One of the first talisman bead necklaces I made started out as a single strand piece. A few years later I used a bone spacer to design a three-tier necklace out of the same beads, making it a shorter. The stringing material was still intact, but I decided to restring it using salmon nylon that I waxed. I wanted it to be a bit larger to fit around boring but beloved turtleneck tops. “One likes a bit of color” (said Albert in “Bird Cage”) comes to mind.
It was not a necessary task, yet I cut old knots and re-knotted them. I learned that over time my craftsmanship has improved. I was always a stickler for good craftsmanship. Because if something is worth doing it’s worth doing well. I needed to add a few beads, and make more knots than I did before. Like making a knot even if the hole of the bead was large, for the sake of the next bead, with a tiny hole, that would secure it. You don’t see the knot because it is inside the large hole.

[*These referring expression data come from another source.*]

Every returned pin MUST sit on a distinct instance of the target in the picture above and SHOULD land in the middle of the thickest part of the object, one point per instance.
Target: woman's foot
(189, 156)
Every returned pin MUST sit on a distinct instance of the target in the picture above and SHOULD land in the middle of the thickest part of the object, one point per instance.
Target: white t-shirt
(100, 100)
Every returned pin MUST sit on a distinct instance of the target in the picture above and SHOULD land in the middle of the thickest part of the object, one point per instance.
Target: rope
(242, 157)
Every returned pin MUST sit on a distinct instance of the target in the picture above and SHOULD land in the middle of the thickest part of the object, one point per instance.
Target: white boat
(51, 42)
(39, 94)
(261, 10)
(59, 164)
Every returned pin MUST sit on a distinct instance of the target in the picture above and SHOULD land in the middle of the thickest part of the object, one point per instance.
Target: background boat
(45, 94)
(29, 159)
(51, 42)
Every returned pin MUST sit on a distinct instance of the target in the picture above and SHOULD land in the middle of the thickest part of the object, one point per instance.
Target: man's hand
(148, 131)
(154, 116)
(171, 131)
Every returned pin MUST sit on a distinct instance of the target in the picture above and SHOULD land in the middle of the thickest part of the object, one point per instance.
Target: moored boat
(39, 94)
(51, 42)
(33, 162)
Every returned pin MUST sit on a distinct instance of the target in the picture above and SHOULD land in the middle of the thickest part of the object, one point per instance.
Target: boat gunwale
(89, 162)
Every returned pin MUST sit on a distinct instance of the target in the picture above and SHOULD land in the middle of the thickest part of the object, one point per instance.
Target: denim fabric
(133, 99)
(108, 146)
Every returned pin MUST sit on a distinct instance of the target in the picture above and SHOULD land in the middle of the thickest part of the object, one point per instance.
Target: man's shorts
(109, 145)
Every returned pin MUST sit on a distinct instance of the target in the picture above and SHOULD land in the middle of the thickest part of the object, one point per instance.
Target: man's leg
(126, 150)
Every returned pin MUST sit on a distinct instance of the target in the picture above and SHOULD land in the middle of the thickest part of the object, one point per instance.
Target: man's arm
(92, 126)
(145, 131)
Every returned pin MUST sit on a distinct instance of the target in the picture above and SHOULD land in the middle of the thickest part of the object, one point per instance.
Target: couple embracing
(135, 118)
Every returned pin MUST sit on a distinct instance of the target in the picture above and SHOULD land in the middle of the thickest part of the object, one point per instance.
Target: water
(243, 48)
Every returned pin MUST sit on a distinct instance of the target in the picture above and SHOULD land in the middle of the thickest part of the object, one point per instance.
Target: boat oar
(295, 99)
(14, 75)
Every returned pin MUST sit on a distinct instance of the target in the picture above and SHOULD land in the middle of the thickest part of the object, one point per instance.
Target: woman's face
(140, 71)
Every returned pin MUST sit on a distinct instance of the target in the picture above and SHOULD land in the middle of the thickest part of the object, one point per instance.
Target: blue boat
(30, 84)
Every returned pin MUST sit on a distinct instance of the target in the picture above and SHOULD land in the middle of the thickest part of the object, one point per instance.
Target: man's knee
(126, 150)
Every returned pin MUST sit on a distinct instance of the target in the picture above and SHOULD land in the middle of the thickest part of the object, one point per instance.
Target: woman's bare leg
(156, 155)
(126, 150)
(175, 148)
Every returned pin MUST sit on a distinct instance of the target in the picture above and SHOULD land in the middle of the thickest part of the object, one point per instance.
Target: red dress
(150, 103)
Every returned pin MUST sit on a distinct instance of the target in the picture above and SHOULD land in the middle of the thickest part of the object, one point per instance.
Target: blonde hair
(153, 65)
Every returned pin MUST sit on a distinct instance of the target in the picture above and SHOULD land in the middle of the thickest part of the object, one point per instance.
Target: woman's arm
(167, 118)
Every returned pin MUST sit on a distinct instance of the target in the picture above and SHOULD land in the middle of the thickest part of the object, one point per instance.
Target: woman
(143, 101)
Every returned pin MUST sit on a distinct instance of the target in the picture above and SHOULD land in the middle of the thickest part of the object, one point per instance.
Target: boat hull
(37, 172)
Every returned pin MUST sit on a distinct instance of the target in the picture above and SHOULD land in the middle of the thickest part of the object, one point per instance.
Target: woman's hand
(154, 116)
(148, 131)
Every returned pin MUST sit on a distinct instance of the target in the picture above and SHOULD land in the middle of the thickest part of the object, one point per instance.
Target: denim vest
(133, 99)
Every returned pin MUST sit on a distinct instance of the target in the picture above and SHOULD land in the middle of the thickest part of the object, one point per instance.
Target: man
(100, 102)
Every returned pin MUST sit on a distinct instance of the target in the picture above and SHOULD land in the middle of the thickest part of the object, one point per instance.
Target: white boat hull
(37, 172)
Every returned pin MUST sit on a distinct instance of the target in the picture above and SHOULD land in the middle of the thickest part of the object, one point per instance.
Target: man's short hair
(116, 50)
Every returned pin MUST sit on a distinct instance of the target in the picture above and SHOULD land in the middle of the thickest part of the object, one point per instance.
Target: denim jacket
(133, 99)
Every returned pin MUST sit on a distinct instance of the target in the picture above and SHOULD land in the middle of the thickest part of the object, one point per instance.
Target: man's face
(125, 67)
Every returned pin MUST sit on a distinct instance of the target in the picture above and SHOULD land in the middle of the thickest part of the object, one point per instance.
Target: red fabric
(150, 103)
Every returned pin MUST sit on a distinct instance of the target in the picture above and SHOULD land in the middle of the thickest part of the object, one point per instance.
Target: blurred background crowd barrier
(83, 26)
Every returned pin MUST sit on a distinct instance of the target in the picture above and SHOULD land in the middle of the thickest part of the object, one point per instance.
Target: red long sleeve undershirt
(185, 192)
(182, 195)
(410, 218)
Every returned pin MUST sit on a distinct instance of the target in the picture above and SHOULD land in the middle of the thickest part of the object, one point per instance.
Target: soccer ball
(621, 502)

As I neared the end, I realized the string would not be long enough to finish it as before, with a button and loop. It was way too much work to start over, so a solution came to mind. Using the one toggle I had utilized less string. Even still, I had to strain to tie it off with half knots then finish the ends with wrapping. In those moments I appreciated myself as a craft-person. That I could solve this problem, and would take the time to make something sturdy, made to last for a while.
Best of all was being able to handle and revisit the stories imbued in some very special beads in this necklace. Like Tibetan turquoise that I acquired in my first trade at Karma Dzong Christmas Fair, the first bead I was given by a friend in 1968, some very old faceted glass Mardi Gras beads, a friends’ mothers’ trinket, a big furnace class triangle that gave me the idea to let it move over some seed beads, black Oaxcan clay bird from the 70’s, little brass dog, cupid & ram, the tiny ivory lion with a missing leg, Italian coral good luck horn, an emerald glass button from my favorite vintage dress and so many more. It’s like a collage of good will memories adorning my neck and keeping it warm. Worth the effort to preserve it. Which is why I make bead talismans.